PROMETEO […] ascoltate
piuttosto le sofferenze dei mortali, come cioè li ho resi, da
infanti qual
erano, razionali e capaci di pensiero. Ne parlerò non per biasimare
gli uomini, ma per
descrivere la benevolenza dei miei doni: essi prima pur avendo la vista
vedevano
invano, pur avendo l’udito non intendevano, ma simili a forme
di sogno mischiavano
confusamente ogni cosa per la lunga durata della vita, e ignoravano
le case di mattoni
esposte al sole o la lavorazione del legno: abitavano sotterra come
leggere formiche
nella profondità di caverne senza sole.
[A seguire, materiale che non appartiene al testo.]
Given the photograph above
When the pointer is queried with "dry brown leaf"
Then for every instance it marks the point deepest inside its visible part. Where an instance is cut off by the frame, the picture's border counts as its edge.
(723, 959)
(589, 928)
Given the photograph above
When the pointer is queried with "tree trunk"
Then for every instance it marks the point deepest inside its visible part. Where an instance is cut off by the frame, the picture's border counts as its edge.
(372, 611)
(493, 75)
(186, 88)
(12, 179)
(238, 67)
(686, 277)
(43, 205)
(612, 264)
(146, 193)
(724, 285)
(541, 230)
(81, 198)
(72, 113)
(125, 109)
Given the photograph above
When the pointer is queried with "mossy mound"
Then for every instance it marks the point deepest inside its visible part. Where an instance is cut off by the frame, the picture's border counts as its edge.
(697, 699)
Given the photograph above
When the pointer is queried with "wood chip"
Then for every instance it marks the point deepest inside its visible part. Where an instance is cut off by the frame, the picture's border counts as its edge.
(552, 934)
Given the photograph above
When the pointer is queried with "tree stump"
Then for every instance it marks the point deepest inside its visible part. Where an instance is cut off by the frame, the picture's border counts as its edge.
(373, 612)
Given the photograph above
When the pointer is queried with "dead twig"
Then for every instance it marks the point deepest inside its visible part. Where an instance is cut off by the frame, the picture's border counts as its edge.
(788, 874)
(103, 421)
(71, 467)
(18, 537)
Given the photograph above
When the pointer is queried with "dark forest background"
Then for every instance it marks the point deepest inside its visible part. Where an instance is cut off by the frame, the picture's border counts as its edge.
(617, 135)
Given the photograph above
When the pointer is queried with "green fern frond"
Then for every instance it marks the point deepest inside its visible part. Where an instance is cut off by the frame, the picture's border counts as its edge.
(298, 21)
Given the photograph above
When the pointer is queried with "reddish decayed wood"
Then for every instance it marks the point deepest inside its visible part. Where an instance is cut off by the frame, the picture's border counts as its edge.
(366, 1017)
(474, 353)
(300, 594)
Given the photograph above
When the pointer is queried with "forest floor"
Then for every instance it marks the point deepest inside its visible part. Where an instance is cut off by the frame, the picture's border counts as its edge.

Non avevano un segno
sicuro per distinguere
l’inverno né la primavera fiorita né l’estate
feconda di frutti, ma tutto compivano
senza criterio, finché io mostrai loro il sorgere degli astri
e i tramonti difficili da
discernersi. E il numero, eccellente fra le invenzioni, escogitai per
loro, e l’unione
delle lettere, memoria di tutto, operosa madre delle arti. E primo aggiogai
bestie
selvatiche sottoponendole ai gioghi e ai basti, perché sostituissero
i mortali nelle
maggiori fatiche, e condussi sotto il carro i cavalli resi docili alle
redini, perché
ornassero il ricchissimo fasto. E nessun altro tranne me inventò
i carri dei marinai,
vaganti nel mare con le loro ali di lino. Dopo aver escogitato tali
invenzioni per gli
uomini, sventurato, non ho io stesso il mezzo per liberarmi dal presente
dolore.
[…]
Ti stupirai maggiormente ascoltando il resto, quali arti e risorse ho
immaginato. La
più grande è questa: se uno cadeva in malattia, non vi
era alcun rimedio, né da
spalmare, né da mangiare, né da bere, ma per mancanza
di farmaci si disseccavano,
prima che io insegnassi loro a mescolare le medicine benefiche con cui
ora
respingono tutte le malattie. E classificai le forme svariate dell’arte
divinatoria, e per
primo distinsi fra i sogni quelli che devono realizzarsi, e spiegai
loro le voci difficili a
comprendersi e i segni che si incontrano sulla via. E il volo degli
uccelli dalle unghie
ricurve individuai in modo preciso, quelli per natura favorevoli e gli
infausti, e il tipo
di vita che ciascuno conduce, e le inimicizie reciproche e gli amori
e i raduni, e la
nitidezza delle viscere, e quale colore debbano avere per essere gradite
ai numi, e le
varie forme propizie della cistifellea e del lobo del fegato. E bruciando
le membra
avvolte nel grasso e le lunghe cosce guidai i mortali nella difficile
arte interpretativa,
e resi evidenti i segni svelati dal fuoco, che fino allora restavano
oscuri. Così stanno
le cose: e le ricchezze celate sotterra, benefici per gli uomini, il
bronzo, il ferro,
l’argento e l’oro, chi potrebbe affermare di averli scoperti
prima di me? Nessuno, lo
so certamente, se non vuole cianciare a vuoto. Con breve parola apprendi
tutto in
sintesi: tutte le arti ai mortali vengono da Prometeo.